A idiocracia do RINEI



Para os que não conhecem o filme Idiocracia (“Idiocracy”) – de Mike Judge, mesmo criador de “Beavis & Butt-head” – trata-se de uma comédia sobre um fictício futuro dos Estados Unidos em que os inteligentes serão extintos por déficit de natalidade e a população será composta apenas de cabeças-ocas, gente intelectualmente deficiente e simpatizante da cultura da baixaria, e as grandes corporações dominantes verão seus produtos desbancarem até a água potável. A população americana dessa distopia é (ainda apenas) uma caricatura da cultura degradada e alienada que tem terreno fértil naquele país... e no nosso também.

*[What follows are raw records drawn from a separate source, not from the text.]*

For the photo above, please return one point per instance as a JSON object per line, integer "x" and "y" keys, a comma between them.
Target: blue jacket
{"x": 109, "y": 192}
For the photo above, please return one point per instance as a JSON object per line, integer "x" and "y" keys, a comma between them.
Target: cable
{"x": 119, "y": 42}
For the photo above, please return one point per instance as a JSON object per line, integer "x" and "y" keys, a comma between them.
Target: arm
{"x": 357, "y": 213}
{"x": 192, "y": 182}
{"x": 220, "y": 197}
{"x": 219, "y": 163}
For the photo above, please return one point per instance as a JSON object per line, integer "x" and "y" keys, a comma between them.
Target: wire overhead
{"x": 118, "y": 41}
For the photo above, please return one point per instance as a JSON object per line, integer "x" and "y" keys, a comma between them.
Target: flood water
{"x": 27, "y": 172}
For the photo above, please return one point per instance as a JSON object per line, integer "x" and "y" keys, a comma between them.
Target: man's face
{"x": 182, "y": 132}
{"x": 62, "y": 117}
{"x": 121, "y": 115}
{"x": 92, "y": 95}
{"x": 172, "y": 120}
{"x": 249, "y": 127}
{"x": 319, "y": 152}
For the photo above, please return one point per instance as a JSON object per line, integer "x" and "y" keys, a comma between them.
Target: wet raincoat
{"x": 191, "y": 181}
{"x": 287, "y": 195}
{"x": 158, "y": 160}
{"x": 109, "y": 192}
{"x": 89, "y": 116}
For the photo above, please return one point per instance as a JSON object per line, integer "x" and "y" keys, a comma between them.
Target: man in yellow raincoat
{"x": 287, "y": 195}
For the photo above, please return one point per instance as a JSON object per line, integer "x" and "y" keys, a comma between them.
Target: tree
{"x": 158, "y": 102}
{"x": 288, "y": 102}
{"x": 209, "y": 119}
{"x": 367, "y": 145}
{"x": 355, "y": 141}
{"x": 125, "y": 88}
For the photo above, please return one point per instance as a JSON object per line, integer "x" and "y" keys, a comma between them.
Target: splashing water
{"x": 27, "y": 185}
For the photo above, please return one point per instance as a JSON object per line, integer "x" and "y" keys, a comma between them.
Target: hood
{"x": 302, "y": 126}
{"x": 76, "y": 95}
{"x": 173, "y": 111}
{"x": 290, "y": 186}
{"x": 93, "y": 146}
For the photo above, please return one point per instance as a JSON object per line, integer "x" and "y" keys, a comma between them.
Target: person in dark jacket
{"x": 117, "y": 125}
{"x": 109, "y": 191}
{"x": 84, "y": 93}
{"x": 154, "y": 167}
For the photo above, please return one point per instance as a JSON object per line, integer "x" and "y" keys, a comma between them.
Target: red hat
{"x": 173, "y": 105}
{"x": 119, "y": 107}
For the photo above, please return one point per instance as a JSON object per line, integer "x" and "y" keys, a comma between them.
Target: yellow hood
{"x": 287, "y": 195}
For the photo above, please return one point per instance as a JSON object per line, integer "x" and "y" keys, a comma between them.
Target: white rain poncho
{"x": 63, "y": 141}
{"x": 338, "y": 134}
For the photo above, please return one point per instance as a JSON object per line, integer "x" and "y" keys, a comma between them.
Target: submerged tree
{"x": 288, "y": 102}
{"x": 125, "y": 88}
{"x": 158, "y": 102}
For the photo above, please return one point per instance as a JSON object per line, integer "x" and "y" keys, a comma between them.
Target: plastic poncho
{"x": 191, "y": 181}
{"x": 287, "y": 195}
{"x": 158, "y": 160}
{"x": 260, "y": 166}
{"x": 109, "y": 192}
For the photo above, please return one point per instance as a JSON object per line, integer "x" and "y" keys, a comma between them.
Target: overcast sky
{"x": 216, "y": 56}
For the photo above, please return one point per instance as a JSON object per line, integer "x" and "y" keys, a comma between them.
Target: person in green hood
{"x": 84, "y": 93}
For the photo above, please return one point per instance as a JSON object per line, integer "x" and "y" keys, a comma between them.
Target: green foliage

Tanto lá como cá a cultura respeitável, consciente e construtiva vem perdendo espaço no “mainstream” para fenômenos pseudoartísticos e modas que exaltam exatamente aquilo que o filme descreve: baixaria, pornografia onipresente, hedonismo, alienação, irresponsabilidade, destruição intelectual e outras desqualidades mais. E pertence a essa corrupta categoria o infelizmente maior expoente musical do Nordeste da atualidade: aquele que chamam de “forró estilizado” mas a que prefiro me referir como Ritmo Nordestino Estilizado Imundo – RINEI.

O RINEI está sendo o melhor contribuinte possível para a consolidação da idiocracia no Nordeste. Muito daquilo que alguém pensar de uma cultura moralmente degradada e intelectualmente corrompida pode ser encontrado nas letras e nos palcos das bandas. Se fosse produzida uma versão brasileira do filme de Mike Judge, tenhamos toda a certeza de que, em nossas ruas do século 26, o que mais tocaria seria RINEI, junto ao funk carioca – ritmo cuja representação maior também decaiu do amor e dos problemas sociais às apologias ao erotismo sujo e à cabeça-oca – e à swingueira.

Se nos EUA de 2505 o comportamento social predominante seria vomitar palavrões e chamar de “bicha” ou “fresco” aqueles que falam certo, sem as gírias de um inglês ultracoloquial, o costume que vem ganhando força já hoje entre os rapazes com a atual glória do ritmo imundo é falar de sexo, das “gaias” que plantaram nas namoradas e dos momentos de embriaguez com os amigos. Já duas das frases mais pronunciadas entre as pessoas nos últimos doze meses são “Chupa que é de uva”, uma referência ao ato de fazer boquete com gosto de camisinha de sabor uva, e “Vamos simbora pro bar, beber, cair e levantar”, uma forma de dizer como é bom ir ao bar e alcoolizar-se até começar a cair de bêbado.

Comparando com os anos 80, quando as frases que mais faziam a cabeça dos jovens vinham das bandas do saudoso movimento Rock Brasil – frases com conteúdo robusto, que convidavam o ouvinte a pensar naquele Brasil que tanto sofria –, notamos que prevaleceu aqui, em vez da superação reprodutiva dos cabeças-ocas de Idiocracia, a prevalência comercial da música idiota em detrimento da inteligente, já que aquela vendia muitíssimo mais num país cuja população adora carnavais, feriados e muitas outras oportunidades de se desligar e se alienar dos problemas e cair na farra.

É possível – embora muito incerto – que a idiocracia brasileira nunca chegue ao extremo do filme, mas as bandas de RINEI estão ajudando imprescindivelmente a nos aproximar daquela realidade grotesca, ao menos na região Nordeste. Não vejo, infelizmente, muito o que se fazer para causar sua decadência antes que nos tornemos a primeira zona oficialmente idiocrática brasileira, com governadores reconhecidos pelo passado de cachaceiros e “campeões do cabaré”, mas o que aqueles que odeiam tal estilo por causa da imbecilidade dele podem fazer é ensinar aos seus filhos que o caminho certo a ser seguido não é o de apreciar o RINEI e toda a sua imundície, e sim o de ser seletivo no que se ouve.